Chat with the bot
Click to chat with the bot. Read on for some technical info.
Last spring I started working on a chat bot. I downloaded a dump of wikitionary and let the bot read it. From that it created a two graphs. One graph with syntactic rules (VERB->PREPOSITION->NOUN etc). The second graph could be searched to find associations between words (finding a path between ‘socialism’ and ‘color’ could generate: ‘socialism’->red’->’color’ etc).

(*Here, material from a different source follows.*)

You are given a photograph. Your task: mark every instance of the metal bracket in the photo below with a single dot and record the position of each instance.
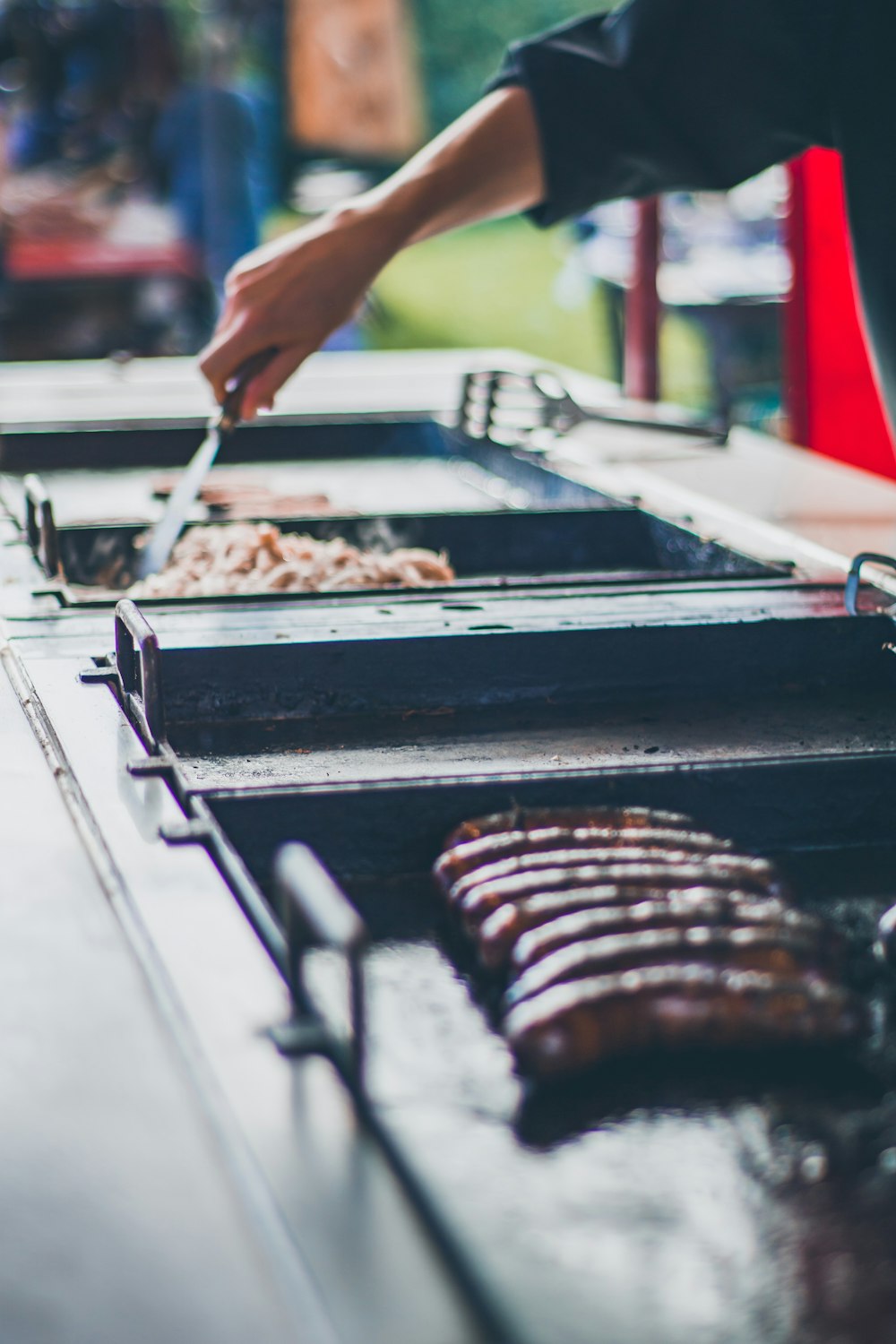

It did show pretty cool behavior sometimes. But it had no idea how to answer to ‘How are you?’.
So the next step would be to add some everyday chat data into the mix. It turned out that it was very hard to find any public chat data that I could use for this. This is probably due to privacy issues. Even though I did find some corporas they were all not clean enough (e.g. IRC rooms with many people). I wanted peer to peer plain chat logs and gigabytes of them.
Then I ran into a chat bot called Cleverbot, and I was amazed how well it worked on every day phrases. So I though, I would try to do something similar to collect chat data for my bot.
Gamification of the chatting
On top of that I quickly wrote a flash client with a simple visualization of the bots ‘brain’. The more particles – the smarted bot. Particles actually doesn’t relate to the number of nodes (phrases) but rather to the strength of relationships in the graph.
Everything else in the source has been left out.